The general approach to optimization was this:
First, we conducted an analysis in all directions, identified the causes of problems, and then analyzed the capabilities of the system with the required resources. We also immediately tried to automate this process as much as possible in order to further quickly identify the causes of problems and quickly restore productivity.
What have we done:
- Changed the configuration of ABAP application servers: the number of instances, the effective use of NUMA technology and the optimal number of workflows.
- We applied the optimal parameters of HANA and the Linux operating system.
- We analyzed the decrease in CPU consumption.
- We analyzed the consumption of RAM in the entire observed time interval.
- We analyzed the occurrence of OOM on HANA.
- We analyzed the occurrence of locks in the system and the availability of system resources for wait operations (wait).
- We analyzed the balancing of data taking into account the redistribution and repartition of data for the SCALE-OUT HANA solution.
- We analyzed the causes of ABAP dumps that affect the operation of critical chains.
Based on the results, performance reports were compiled, as well as instructions so that in the future it was possible to independently determine bottlenecks in the system and peak time intervals.
What results were achieved:
A number of optimized reports SAP BO began to work many times faster
and consume hundreds of times less memory
Here are some striking examples of how the system incorrectly fulfills the selection conditions, and how to correctly build queries in HANA.
Problems were revealed when filtering by non-materialized objects, especially (!) When using
indicators (a CD can be written both at the Universe level and in a function in CV).
Even if you exclude the CD from the query, the first option will still run 20 times slower than the second, and with a CD, the speed is more than 500 times higher.
A special case of the use of non-materialized objects in filters: composite filters of two or more objects, for example, gluing a week and a year:
Queries with glued filters do not work as slowly as converting to a date, but they still slow down queries (about 2-3 times).
To collect statistics on the operation of the reporting system, loading processes and chains, we developed the following scheme:
At the same time, we added a special comment to the reports with the name of the report.

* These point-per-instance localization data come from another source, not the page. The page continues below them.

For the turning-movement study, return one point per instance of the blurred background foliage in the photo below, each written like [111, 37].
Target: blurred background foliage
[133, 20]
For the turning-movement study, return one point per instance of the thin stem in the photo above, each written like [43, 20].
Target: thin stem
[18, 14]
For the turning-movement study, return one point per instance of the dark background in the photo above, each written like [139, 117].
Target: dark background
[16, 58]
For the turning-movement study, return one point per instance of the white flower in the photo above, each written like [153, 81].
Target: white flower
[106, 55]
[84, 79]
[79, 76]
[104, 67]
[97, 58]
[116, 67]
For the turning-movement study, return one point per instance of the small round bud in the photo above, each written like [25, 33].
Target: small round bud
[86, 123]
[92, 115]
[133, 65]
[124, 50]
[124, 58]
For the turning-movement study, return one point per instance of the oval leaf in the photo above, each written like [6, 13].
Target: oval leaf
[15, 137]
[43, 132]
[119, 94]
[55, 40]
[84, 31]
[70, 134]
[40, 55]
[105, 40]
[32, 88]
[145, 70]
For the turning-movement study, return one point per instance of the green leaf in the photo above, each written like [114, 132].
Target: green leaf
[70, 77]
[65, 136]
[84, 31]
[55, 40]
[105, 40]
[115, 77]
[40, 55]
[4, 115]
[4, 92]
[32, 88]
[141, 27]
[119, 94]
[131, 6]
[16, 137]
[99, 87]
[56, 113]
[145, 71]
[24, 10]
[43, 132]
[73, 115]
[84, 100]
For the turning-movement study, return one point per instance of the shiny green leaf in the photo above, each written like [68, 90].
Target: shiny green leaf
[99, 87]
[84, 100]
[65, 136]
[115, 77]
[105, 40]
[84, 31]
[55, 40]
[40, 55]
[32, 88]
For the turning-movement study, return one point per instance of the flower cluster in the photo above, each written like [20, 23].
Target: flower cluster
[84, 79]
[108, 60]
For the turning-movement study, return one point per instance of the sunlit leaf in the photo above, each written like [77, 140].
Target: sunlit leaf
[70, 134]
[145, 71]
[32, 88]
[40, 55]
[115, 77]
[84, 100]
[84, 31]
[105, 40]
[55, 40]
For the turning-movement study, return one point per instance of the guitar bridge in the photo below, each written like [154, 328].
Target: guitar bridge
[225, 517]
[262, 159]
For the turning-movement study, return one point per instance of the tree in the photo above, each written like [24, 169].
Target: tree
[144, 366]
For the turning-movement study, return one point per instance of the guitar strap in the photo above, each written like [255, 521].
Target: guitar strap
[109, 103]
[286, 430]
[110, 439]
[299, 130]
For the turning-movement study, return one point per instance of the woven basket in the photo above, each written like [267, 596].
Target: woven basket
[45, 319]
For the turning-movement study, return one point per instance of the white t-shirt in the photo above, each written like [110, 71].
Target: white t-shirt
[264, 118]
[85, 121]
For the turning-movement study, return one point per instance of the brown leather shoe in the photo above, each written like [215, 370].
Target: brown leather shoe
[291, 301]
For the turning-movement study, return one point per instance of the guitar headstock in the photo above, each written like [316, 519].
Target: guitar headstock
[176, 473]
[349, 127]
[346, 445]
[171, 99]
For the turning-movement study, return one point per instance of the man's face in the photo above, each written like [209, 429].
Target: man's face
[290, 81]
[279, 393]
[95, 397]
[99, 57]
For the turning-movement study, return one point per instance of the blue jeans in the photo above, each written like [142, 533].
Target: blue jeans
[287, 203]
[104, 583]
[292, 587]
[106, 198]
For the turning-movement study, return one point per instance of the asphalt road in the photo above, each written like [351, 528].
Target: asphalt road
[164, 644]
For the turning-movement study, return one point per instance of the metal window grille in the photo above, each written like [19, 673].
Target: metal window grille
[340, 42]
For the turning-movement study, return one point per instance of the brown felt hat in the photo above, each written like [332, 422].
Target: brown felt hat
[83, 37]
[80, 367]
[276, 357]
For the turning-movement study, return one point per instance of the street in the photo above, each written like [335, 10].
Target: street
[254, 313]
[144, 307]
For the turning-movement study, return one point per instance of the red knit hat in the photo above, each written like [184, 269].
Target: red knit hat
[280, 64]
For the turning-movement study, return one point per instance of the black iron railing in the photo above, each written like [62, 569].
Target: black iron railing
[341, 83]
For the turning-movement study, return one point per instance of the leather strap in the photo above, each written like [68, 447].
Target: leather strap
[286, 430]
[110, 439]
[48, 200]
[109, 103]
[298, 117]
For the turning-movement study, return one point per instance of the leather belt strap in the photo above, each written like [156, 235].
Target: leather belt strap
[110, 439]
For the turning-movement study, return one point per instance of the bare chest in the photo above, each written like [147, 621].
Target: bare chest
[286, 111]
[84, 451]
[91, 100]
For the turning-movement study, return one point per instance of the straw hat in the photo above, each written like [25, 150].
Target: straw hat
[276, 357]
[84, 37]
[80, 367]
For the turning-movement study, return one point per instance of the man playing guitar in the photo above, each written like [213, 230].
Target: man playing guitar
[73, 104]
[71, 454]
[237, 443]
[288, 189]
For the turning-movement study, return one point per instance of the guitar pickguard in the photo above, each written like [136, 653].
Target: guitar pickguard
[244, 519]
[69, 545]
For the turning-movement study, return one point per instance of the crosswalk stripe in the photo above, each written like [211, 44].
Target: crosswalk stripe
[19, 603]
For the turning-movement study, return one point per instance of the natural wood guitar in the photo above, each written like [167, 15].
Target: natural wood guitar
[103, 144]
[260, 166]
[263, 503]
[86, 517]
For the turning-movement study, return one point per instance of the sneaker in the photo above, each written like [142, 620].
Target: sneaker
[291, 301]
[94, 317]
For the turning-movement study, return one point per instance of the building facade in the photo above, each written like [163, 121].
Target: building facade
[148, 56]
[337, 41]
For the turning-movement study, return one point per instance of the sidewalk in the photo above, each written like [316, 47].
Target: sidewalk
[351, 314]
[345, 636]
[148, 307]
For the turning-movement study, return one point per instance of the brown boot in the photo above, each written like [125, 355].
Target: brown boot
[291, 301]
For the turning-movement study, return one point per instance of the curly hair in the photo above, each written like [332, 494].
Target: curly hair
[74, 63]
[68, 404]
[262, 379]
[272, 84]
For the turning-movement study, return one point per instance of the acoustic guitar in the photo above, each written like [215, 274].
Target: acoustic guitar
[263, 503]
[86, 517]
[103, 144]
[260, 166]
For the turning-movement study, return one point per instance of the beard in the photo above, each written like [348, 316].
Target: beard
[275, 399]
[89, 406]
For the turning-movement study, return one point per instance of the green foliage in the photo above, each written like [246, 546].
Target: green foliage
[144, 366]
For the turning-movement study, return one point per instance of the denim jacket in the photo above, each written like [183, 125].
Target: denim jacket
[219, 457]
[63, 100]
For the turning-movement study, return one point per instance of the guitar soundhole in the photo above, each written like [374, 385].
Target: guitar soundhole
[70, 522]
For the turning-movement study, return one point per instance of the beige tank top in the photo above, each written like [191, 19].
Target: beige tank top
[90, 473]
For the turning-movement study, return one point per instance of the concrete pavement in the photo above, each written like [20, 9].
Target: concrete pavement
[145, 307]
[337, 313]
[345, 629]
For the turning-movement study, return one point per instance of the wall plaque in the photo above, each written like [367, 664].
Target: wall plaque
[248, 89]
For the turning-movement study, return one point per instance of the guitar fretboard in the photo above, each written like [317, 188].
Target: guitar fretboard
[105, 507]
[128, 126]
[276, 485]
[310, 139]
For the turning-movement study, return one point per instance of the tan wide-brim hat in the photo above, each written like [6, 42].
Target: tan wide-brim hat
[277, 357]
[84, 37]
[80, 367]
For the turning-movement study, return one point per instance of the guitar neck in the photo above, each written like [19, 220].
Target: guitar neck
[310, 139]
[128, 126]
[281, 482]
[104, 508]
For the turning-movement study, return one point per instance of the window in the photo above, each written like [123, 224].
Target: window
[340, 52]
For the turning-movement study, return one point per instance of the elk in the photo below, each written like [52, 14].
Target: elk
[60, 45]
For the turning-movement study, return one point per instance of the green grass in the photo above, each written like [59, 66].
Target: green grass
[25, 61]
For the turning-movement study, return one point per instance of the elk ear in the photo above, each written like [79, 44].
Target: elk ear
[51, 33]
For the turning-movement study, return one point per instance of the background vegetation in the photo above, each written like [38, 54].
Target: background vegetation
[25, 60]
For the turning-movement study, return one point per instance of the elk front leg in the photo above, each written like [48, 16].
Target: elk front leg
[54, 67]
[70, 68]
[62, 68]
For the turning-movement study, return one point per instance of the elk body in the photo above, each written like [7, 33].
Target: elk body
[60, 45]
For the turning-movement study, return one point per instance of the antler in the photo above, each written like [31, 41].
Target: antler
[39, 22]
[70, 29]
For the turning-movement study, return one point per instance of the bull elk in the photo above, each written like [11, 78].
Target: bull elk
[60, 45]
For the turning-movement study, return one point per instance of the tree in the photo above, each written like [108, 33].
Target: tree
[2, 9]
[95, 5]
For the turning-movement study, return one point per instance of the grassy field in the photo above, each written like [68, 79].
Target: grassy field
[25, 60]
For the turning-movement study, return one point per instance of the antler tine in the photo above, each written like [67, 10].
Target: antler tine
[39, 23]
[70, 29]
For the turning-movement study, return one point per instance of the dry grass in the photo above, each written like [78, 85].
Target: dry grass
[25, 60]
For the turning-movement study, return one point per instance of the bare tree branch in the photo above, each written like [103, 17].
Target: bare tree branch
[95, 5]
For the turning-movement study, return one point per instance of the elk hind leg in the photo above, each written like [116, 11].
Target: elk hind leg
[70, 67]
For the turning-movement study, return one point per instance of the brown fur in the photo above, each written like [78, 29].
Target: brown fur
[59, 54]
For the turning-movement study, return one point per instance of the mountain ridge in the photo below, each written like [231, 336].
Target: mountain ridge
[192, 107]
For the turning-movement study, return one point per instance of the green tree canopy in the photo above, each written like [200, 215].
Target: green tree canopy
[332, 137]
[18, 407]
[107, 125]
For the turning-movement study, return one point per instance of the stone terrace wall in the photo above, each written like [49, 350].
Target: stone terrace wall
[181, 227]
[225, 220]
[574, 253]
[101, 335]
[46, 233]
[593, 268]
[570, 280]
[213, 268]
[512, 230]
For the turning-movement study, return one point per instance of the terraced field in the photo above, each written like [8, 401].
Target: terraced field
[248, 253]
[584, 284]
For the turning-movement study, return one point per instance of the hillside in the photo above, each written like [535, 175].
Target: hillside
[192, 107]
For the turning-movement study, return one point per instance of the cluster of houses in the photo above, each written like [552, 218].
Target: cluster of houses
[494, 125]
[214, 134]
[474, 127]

Thus, we can compare the load from different parts of the system and compare the period to period.
We have many plans for the development of business functionality and a substantial revision of the data visualization tool. The global trend in which we are actively participating is to integrate the reporting system into the paradigm of digital transformation.
What is meant?
When our reporting system was young, users often came to us with similar requests: “Automate the construction of a report that shows how much net profit a particular store or the whole company received.”
Then they began to come to us with requests to come up with an algorithm that would build a plan or forecast for a net profit, depending on specific factors.
And today we have come to the conclusion that users want to know the accurate forecast of net profit. We have all the necessary data to develop forecasting algorithms, and there are data analysis specialists who can create machine learning models. As you know, this requires really large amounts of data, so one of the main trends in the development of our reporting system is the transition to the analysis and creation of models based on big data.
A few words about our team
Today, large companies are increasingly introducing forecasting systems that are based on machine learning algorithms developed by the system itself. Two years ago, we created a competency center in the field of data analysis of the Digital Retail Data Science Center, and this year we have a group of data engineers. We are introducing a new system for processing and analyzing big data. And we need people in the team in the departments of support, development and applied data analysis.
If you are interested in these areas, if you feel the strength in yourself - welcome! An interesting and difficult job awaits you, sometimes stressful, but always creative.